Libertarians have a genius for zeroing in on the successes of government (e.g. free public education, the funding of scientific research, public health) and asserting why they are unsuccessful experiments and very bad things. They then offer to replace these government programs with untried sketches of experimental alternatives which they assure us will perform much, much better.
“Government never has been, and never will be, anything other than a scheme for transferring money from the pockets of the productive citizens to those of various parasite classes. Nothing positive has ever been accomplished by government.”
Obviously true, right? See how easy it is?
Williestyle:
I should be more clear. “Also, considerable basic science takes place at private universities with limited or no public funding” refers to basic science ocurring with “limited or no public funding”, not private universities with, etc. My apologies if this was misleading.
Is there some way for those (not including me, good heavens, no) who loathe and despise the US to help finance Libertoonian think-tankery? Privately, but of course.
This is where libertarians are really ill served by their stereotypical tendency towards ideological completism. They are very vulnerable towards being used as stalking horses by the right (or the left, if the left ever came into power). When the right wing dreams up something like “Let’s do all governmental science using scientists paid by the industries affected by regulation, and disguise this as general privatisation” libertarians can’t seem to disagree, because of course the Final Eventual Libertarian Master Plan has the government getting out of the science business. So they lose any ability to win people over with gradualism, and get associated with every obviously manipulative and shady plan to come down the pike.

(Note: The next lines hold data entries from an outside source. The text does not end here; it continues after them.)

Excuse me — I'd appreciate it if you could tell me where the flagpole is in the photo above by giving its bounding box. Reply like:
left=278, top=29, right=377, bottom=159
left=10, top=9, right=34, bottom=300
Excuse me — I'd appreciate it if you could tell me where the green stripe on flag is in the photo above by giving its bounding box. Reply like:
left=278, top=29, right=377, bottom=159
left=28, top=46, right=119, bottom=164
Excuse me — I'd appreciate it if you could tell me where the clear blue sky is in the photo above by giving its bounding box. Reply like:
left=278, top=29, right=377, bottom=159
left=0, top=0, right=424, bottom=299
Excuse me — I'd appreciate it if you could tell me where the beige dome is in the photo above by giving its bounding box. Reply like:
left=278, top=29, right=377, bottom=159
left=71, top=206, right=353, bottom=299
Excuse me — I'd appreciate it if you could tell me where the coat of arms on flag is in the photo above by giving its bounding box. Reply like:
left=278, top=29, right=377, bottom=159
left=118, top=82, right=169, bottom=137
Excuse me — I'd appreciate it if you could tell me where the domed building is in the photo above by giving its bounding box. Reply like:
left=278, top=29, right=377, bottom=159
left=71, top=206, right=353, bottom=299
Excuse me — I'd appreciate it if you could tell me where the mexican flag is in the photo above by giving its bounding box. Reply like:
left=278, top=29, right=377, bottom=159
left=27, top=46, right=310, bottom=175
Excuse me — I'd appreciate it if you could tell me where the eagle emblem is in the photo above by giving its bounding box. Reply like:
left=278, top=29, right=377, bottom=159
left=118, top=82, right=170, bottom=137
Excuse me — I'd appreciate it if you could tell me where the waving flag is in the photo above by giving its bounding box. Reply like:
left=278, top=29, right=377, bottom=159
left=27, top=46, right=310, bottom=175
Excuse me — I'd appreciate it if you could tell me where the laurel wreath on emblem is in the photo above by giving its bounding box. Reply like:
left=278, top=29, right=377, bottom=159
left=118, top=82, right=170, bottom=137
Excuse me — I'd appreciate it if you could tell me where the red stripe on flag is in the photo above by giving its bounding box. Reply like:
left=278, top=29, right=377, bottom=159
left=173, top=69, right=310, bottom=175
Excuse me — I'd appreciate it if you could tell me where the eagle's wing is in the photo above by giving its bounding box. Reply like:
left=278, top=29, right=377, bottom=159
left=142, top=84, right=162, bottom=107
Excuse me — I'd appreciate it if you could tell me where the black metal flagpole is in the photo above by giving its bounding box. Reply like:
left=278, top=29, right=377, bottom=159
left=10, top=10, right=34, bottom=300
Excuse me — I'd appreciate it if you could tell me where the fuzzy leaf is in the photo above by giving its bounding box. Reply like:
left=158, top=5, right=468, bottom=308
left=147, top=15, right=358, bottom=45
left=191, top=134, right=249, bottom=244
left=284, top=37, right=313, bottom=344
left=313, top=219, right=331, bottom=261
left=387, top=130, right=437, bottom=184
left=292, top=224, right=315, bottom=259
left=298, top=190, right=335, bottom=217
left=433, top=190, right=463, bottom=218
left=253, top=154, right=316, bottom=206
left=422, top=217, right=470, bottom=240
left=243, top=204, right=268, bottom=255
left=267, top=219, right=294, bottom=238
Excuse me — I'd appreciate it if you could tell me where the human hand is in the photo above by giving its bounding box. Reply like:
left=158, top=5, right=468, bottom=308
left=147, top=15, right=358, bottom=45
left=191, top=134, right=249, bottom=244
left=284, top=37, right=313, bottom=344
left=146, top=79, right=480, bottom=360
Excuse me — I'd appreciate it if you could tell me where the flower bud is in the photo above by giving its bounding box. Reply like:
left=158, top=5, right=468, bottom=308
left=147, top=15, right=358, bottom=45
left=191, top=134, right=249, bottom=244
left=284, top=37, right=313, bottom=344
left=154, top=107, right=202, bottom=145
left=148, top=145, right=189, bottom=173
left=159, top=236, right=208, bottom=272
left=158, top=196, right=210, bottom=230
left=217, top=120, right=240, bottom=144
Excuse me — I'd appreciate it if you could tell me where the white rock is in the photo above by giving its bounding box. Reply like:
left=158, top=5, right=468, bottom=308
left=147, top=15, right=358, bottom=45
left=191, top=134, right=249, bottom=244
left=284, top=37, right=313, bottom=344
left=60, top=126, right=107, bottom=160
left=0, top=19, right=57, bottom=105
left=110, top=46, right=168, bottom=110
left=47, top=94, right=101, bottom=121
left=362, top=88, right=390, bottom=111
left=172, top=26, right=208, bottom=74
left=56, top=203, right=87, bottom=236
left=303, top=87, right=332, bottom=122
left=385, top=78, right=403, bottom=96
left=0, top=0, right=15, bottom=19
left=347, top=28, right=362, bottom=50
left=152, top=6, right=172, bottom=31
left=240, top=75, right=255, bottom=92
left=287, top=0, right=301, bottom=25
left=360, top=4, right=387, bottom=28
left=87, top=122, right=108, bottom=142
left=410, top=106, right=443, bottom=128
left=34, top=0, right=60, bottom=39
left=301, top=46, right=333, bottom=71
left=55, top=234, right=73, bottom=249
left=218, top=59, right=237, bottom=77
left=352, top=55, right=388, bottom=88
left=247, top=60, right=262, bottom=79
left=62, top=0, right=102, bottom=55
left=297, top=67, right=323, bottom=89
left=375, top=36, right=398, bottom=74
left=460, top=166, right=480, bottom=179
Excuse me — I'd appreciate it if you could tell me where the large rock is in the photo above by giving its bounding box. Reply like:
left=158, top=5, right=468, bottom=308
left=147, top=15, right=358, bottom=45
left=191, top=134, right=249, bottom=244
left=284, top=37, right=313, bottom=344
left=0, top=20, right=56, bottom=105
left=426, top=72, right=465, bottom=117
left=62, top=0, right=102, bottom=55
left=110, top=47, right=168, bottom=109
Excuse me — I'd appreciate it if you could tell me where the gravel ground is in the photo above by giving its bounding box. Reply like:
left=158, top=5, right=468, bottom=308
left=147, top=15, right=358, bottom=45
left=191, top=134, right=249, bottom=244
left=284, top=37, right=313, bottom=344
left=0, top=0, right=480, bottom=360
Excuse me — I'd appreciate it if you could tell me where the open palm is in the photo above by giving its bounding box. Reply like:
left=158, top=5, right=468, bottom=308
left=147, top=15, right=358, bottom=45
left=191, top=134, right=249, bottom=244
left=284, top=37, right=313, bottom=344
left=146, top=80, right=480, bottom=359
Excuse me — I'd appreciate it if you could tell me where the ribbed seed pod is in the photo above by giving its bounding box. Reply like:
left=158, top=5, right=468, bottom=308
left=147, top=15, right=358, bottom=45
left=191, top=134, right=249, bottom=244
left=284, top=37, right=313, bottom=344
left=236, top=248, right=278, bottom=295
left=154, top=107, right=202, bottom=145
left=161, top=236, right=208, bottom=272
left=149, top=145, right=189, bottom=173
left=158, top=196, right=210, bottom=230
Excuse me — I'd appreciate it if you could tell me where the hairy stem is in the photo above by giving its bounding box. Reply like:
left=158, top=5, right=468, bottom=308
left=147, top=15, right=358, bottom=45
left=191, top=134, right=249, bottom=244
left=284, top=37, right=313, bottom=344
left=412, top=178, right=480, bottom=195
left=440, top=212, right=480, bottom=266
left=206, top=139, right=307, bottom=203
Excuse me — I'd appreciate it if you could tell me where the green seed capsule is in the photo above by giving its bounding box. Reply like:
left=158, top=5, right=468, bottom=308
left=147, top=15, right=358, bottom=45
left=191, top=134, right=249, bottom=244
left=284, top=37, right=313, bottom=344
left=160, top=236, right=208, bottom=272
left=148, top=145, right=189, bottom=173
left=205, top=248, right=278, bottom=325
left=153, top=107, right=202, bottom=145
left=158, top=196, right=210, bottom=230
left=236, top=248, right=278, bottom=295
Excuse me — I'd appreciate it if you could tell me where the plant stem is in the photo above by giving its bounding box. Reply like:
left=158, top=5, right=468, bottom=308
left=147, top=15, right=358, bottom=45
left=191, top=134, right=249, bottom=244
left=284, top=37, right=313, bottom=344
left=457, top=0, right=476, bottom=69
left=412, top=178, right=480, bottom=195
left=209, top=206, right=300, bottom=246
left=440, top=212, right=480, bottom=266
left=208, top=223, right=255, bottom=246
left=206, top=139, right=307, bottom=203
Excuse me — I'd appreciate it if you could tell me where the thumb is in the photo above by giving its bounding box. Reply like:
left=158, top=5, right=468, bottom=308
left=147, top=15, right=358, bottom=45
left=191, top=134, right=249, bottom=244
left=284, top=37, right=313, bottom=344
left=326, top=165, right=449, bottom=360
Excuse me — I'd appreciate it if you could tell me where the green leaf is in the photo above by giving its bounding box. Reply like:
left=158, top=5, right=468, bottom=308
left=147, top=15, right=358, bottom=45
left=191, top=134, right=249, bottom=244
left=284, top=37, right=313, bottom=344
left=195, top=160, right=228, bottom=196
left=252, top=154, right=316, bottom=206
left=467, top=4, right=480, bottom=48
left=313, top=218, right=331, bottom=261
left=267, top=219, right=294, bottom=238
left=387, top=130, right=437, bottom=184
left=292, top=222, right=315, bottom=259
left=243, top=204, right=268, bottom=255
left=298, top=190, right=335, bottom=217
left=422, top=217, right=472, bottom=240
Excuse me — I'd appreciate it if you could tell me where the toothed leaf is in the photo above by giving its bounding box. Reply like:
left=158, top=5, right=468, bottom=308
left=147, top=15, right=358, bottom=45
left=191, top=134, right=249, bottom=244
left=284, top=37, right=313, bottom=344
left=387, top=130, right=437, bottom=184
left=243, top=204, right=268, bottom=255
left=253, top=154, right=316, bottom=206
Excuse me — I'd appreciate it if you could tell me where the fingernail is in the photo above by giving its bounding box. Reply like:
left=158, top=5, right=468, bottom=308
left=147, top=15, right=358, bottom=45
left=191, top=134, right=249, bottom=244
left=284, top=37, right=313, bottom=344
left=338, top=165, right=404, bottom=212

whenever the government funds scientific research, it’s liable to get politicized
Granted. But when the politics in question involve preying on the superstitions of primitive and ignorant people, it is no longer a matter of simple politicization.
The politics in question are openly hostile to science. That’s the difference, and that’s the reason for this “brouhaha.”
Shelby, sorry—fast, bad reading.
“Xerox PARC singlehandedly invented most of what you think of as the modern computer back in the 70s.”
A lot of that work (mouse, GUI, cut-and-paste) was borrowed from Doug Engelbart’s work on the Augmented Human Interface project at SRI in the late 1960s, sponsored by DARPA. When the funding dried up, Engelbart was shunted to Lockheed, and his key researchers moved to Xerox PARC.
So Xerox was building on work done within SRI under gubmint sponsorship. SRI itself is a non-profit independent research institute, so it’s in a twilight world between the private- and public- sector.
This discussion seems to assume that there is only a choice between government and business funding of research, ignoring the role of non-profit agencies. Much of Harvard’s funding for the stem cell research comes from a large non-profit agency, for example. The non-profits fund basic research much as the government agencies do, without a vested interest in secrecy or potential profit. I’m just pointing this out - it should please the libertarians!
It’s been said that if the government directed reseach on Polio, we would have the best iron lung in the world, but no vaccine.